Formatis International, centre de formation spécialisé dans le monde de l’automobile

« Les écoles internes, des leviers marketing pour les marques »


Après un parcours de manager et de responsable de l’école de vente chez un constructeur automobile, Denis Cohignac crée Formatis il y a douze ans. Sa mission est de former dans les écoles internes les managers, les chefs de vente, les responsables marketing et les vendeurs pour les succursales et les concessions de la marque, en France et à l’international. 


Quels sont les enjeux des écoles de formation internes ?

Les écoles internes sont de véritables leviers marketing pour les marques. Les objectifs sont les suivants :
• Garder le contrôle de la marque partout dans le monde. C’est-à-dire de maîtriser les paramètres et la cohérence de la politique de négociation de la marque (au niveau mondial). Le véritable enjeu, c’est de tenir l’expérience dans le monde entier.
• Partager la stratégie et les valeurs de l’entreprise. C’est un moyen de faire passer les mêmes messages de l’entreprise, de créer du ciment et de fédérer et mobiliser les collaborateurs.
• Mutualiser. C’est-à-dire faire des économies d’échelle en reproduisant les contenus de formation pour servir un maximum de collaborateurs sur des sujets validés et éprouvés pour atteindre des objectifs communs.
• Gérer au mieux les écarts de maturité de chaque pays. C’est-à-dire une déclinaison régionale ou locale et une adaptation aux spécificités de chaque marché.

Le manque d’écoles de formation initiale de vendeurs a motivé les entreprises à créer leur propre académie pour répondre à leurs besoins. En effet, les écoles dites « de commerce » forment plus des gestionnaires ou des marketers mais peu ou pas de vendeurs. 


Qu’est-ce aujourd’hui que le métier de vendeur ?

Dans notre culture, le mot « vendeur » est trop souvent galvaudé. On utilise les termes « attaché commercial », « agent commercial », « ingénieur d’affaires », « ingénieur commercial », « conseillers de vente »… Comme par peur du simple mot vendeur. De même, le client a trop souvent peu de respect pour le vendeur.
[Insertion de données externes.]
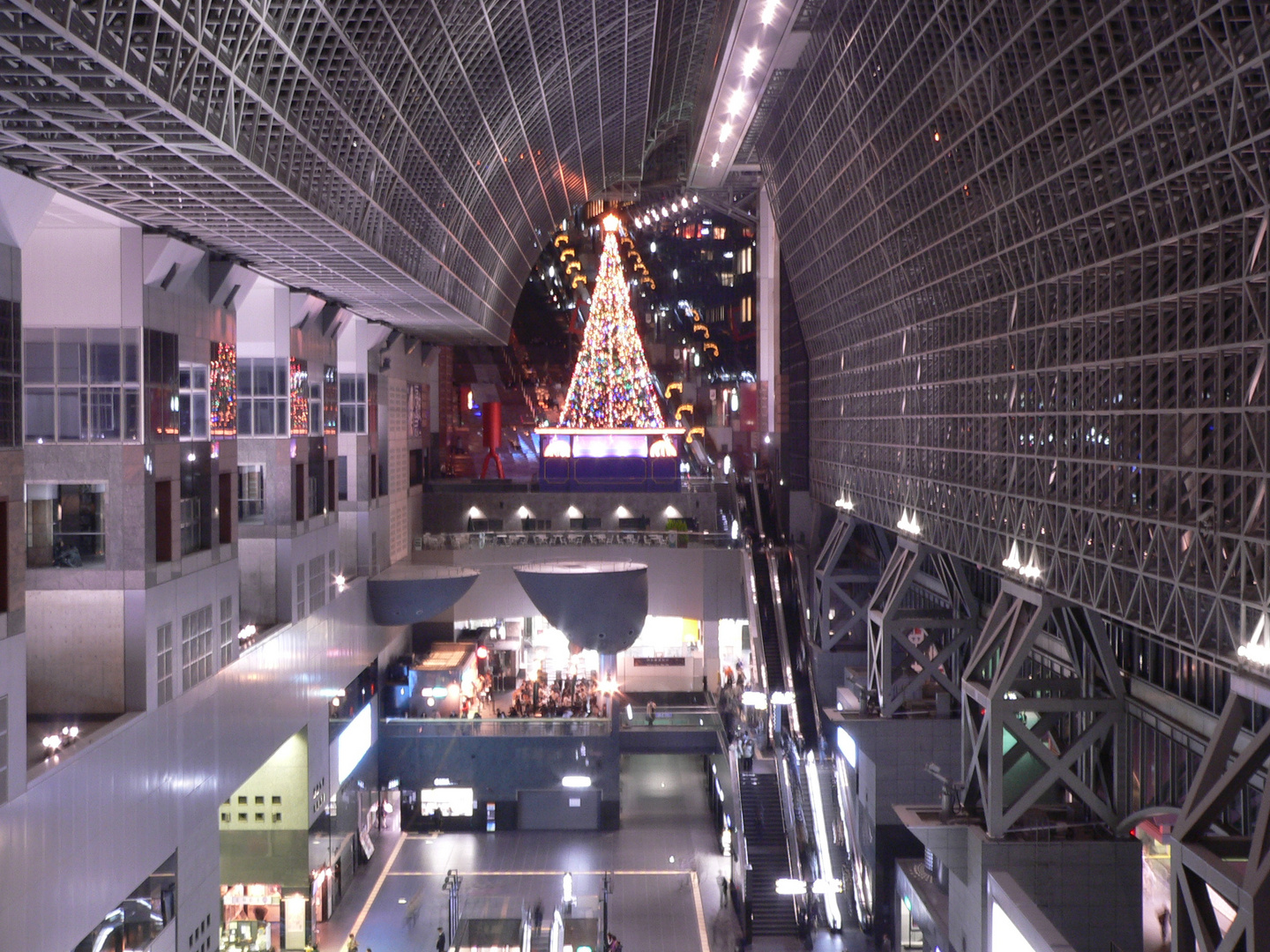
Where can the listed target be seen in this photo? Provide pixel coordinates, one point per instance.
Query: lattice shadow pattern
(1027, 244)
Ce qui engendre des rapports de force. En Allemagne, par exemple, la relation entre le client et le vendeur se déroule dans un respect mutuel. Aux États-Unis, le vendeur est « sacralisé ».

Avec l’utilisation d’Internet, le client est de plus en plus renseigné et on constate qu’il a choisi le produit qu’il souhaite acheter avant même de venir dans un espace de vente. Le client se passe du vendeur. Quand il vient dans un espace de vente, c’est pour trouver un conseil et des réponses généralement sur le prix, les conditions de reprise et/ou sur des finitions spécifiques. La phase de découverte paraît donc réalisée. Mais très souvent, en revisitant cette étape, le vendeur s’aperçoit d’un grand nombre d’imprécisions, d’un manque d’informations et/ou d’erreurs de compréhension de la part du client. C’est à cet instant que le vendeur joue son rôle de conseil en reformulant les besoins du client, en le questionnant et en vérifiant l’adéquation entre son souhait, ce qu’il a compris et ce qu’il est possible de proposer.

C’est le moyen pour le vendeur de personnaliser la relation avec le client, de créer un échange constructif dans un contexte de confiance et de plaisir.